村に入れなくてもいい。寧ろこんな村に入りたくはない。
「ロージス。やめて」
リーナは俺の服を軽く引っ張るように掴んだ。
「貴方もごめんなさい。私たちはこのまま行く」
リーナは見張りの近くに寄ると頭を下げた。リーナが謝ることなんて何もないのに、どうしてリーナが頭を下げているんだ。
「近寄るな化け物っ」
見張りはそう言うとリーナを突き飛ばした。突き飛ばされたリーナは尻もちを付いてしまう。俺達は何もしていないのにどうして暴力まで振るわれなきゃいけないんだ。こいつのことを殴ってやりたい。
「駄目よ、ロージス。ここは無視して先に進みましょう」
「二度と来んなよ。悪魔の子の癖に」
誰が二度とこんな村に来るか。村の中の人間がどうなのか知らないが見張り番のせいで印象は最悪だ。俺達は一切振り返らずに村の外を回るようにして、先に進んだ。
「なんなんだよあの見張り番。リーナのことを化け物って言ったり。リーナのことを知らないとは言えおかしいだろ」
「私は悪魔の子で化け物。ロージスはどう思う?」
「俺は思わない!リーナはただの女の子だ」
「契約者がそう思うならそれでいい」
話しながらリーナは自分の肩を何度か擦った。あの位置は先程見張り番に突き飛ばされた所。もしかして痛むのだろうか。怪我をさせたのならばあの見張り番のことをさらに許せそうにない。
「肩、痛いのか?」
「大丈夫。さっき突き飛ばされた時に触られただけだから」
「痛かったら言えよ?」
「うん」
貴族として、人間としてあの人間を直接処罰することは出来ない。それでもリーナにあの態度を取る人間を懲らしめてやりたい気持ちはある。殺すなんていうことは口が裂けても言えないが火魔法で火傷くらいは負わせない。そんなことをすれば学園に入る前から退学になってしまう。
学園の校則の一つに、魔法による学外の人への被害を禁ずというものがある。
学園の中では魔法の授業等があるため、魔法の使用を禁止することはないが、学園の外では話が違う。
魔法を使える者と使えない物では圧倒的な力の差があり、使い方を間違えれば犯罪に手を染めてしまうこともある。それを防止するためにも、学園の外で人に向かって魔法を使えば退学になる。
だから、俺の心の中にある怒りの炎は鎮めなければならない。あの門番がリーナを忌み嫌っていたのは特別なことじゃない。多分この世界にいる人の殆どがリーナのことを嫌っているだろう。

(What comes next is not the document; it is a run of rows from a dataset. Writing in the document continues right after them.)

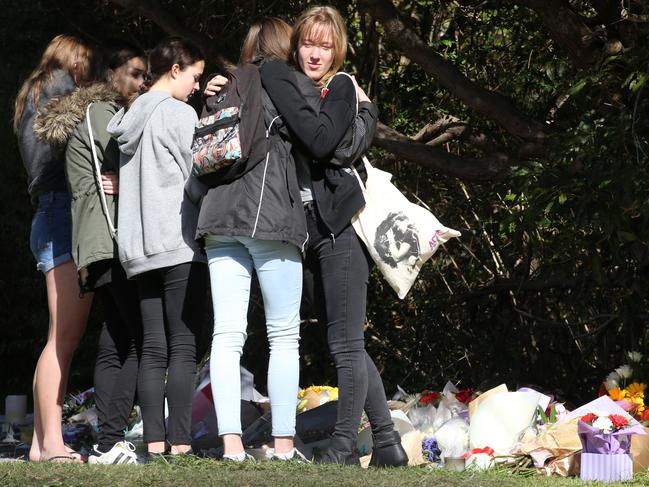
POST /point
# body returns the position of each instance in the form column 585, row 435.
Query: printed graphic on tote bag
column 397, row 242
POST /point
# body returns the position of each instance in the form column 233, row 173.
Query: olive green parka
column 62, row 123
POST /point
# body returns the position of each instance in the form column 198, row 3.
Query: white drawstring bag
column 399, row 235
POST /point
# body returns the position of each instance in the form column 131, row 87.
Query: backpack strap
column 97, row 173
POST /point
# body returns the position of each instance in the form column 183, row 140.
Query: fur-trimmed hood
column 56, row 121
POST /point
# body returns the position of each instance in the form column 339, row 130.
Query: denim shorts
column 51, row 236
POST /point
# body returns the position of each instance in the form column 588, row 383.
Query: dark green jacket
column 63, row 123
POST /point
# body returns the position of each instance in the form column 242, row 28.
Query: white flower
column 603, row 423
column 624, row 372
column 634, row 356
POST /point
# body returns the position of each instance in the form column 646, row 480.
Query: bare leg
column 283, row 444
column 68, row 317
column 232, row 444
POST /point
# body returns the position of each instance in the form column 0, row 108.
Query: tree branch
column 567, row 29
column 469, row 169
column 155, row 12
column 495, row 106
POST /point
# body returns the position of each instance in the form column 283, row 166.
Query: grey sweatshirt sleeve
column 179, row 121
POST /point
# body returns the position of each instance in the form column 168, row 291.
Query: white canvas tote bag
column 399, row 235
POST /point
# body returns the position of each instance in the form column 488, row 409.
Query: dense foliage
column 548, row 284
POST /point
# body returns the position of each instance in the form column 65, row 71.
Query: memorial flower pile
column 626, row 386
column 606, row 423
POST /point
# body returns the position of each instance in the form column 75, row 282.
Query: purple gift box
column 605, row 467
column 605, row 456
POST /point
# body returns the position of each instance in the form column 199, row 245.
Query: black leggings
column 337, row 273
column 118, row 350
column 171, row 301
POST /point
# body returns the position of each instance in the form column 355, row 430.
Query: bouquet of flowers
column 626, row 386
column 314, row 396
column 606, row 442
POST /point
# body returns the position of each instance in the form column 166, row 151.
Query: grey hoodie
column 156, row 219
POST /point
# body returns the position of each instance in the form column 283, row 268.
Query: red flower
column 588, row 418
column 464, row 395
column 427, row 398
column 618, row 420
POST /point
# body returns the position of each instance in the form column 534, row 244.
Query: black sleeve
column 319, row 132
column 364, row 129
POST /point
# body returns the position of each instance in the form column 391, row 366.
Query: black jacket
column 44, row 167
column 265, row 202
column 319, row 134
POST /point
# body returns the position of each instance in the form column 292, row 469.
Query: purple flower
column 430, row 449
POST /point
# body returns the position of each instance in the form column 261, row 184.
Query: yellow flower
column 636, row 389
column 617, row 394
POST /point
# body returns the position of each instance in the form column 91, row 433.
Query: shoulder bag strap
column 97, row 172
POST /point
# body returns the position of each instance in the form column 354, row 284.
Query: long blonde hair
column 65, row 52
column 315, row 23
column 270, row 37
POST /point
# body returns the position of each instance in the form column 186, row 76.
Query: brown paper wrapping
column 473, row 405
column 640, row 452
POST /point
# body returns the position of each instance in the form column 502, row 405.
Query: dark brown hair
column 170, row 51
column 270, row 37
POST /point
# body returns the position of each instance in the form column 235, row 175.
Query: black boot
column 387, row 451
column 341, row 451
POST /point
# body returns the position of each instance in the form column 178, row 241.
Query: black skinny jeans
column 339, row 271
column 117, row 363
column 171, row 301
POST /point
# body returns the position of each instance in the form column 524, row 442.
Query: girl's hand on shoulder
column 360, row 92
column 110, row 182
column 215, row 85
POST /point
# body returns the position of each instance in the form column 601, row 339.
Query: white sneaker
column 121, row 453
column 292, row 456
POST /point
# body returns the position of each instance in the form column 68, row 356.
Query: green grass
column 203, row 473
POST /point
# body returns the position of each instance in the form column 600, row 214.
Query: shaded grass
column 203, row 473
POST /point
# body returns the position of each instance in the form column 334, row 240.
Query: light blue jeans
column 279, row 269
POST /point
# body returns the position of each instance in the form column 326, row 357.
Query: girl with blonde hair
column 331, row 196
column 65, row 64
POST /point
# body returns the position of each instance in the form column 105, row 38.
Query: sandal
column 61, row 459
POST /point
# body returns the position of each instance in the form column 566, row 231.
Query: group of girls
column 287, row 219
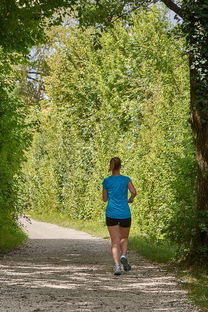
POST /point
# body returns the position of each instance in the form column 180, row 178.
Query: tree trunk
column 199, row 112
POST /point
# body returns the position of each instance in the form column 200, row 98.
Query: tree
column 195, row 27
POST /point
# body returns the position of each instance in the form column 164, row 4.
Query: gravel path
column 62, row 270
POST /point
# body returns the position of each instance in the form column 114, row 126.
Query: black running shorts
column 121, row 222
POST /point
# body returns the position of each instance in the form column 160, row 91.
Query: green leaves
column 128, row 98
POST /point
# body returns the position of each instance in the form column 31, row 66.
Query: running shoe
column 124, row 261
column 117, row 269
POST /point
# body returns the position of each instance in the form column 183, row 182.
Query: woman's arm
column 132, row 191
column 105, row 195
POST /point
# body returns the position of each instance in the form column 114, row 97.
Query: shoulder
column 105, row 181
column 127, row 178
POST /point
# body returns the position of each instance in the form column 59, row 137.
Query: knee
column 115, row 243
column 123, row 239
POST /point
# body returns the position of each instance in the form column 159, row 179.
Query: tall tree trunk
column 199, row 111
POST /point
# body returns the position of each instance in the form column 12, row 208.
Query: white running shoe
column 124, row 261
column 118, row 269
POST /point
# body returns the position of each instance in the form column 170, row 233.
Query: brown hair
column 115, row 163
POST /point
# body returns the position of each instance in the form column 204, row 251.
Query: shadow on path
column 76, row 275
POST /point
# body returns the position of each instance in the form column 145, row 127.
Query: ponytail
column 115, row 164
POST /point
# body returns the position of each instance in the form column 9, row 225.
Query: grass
column 11, row 236
column 192, row 279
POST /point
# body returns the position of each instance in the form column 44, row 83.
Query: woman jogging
column 118, row 215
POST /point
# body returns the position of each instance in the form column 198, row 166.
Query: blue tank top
column 117, row 189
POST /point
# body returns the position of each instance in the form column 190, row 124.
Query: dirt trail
column 62, row 270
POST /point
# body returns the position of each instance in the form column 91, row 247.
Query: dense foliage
column 14, row 139
column 125, row 94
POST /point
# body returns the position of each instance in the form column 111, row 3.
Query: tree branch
column 174, row 7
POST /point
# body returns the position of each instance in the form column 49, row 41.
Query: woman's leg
column 114, row 232
column 124, row 234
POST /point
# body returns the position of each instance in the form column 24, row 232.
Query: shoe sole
column 117, row 273
column 126, row 266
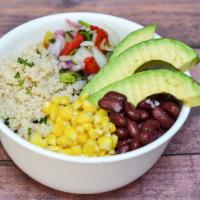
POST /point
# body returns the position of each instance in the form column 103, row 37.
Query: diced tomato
column 70, row 46
column 91, row 66
column 101, row 35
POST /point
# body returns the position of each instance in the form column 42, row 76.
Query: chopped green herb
column 86, row 34
column 29, row 131
column 52, row 40
column 6, row 121
column 17, row 75
column 21, row 83
column 83, row 23
column 28, row 91
column 68, row 36
column 68, row 77
column 24, row 62
column 43, row 120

俺はリーナが好きだからこそ、リーナが普通に過ごせるようにしたい。単純な理由だが俺の目的が決まった。俺の一生はリーナと繋がっていることが決まっているのだ。それならば俺もリーナも嫌な思いをしない様に生きていきたい。
「リーナの目標とか夢ってなんだ?」
俺は自分の目標を決めたためリーナにも何かないかと思い質問をする。俺の質問に対してリーナは足を止めて悩む。てっきり「そんなものはない」と言われることを想像していた為意外だった。
「私が何者か知りたい」
「リーナが、何者か?」
「私アーティファクト。その前が何かあるはず。私がどのようにして生まれたのか。それが知りたい。それが目標」
俺はアーティファクトはいきなり産まれてその後どの様に生きるかを考えていた。でも、アーティファクト達からすれば知識を持ったままいきなりこの世界に産み落とされたのだ。自分が何故この世界に産み落とされたのか、どのようにして生まれたのかを知りたいのは当然ともいえる。
「何かが学園で見つかるといいな」
「うん」
日が暮れた道を俺たちは進む。村の影はもう見えないが、夜になれば光が灯る。木々の間から見える村の光は俺たちの進む道とは対照的に、明るく見えた。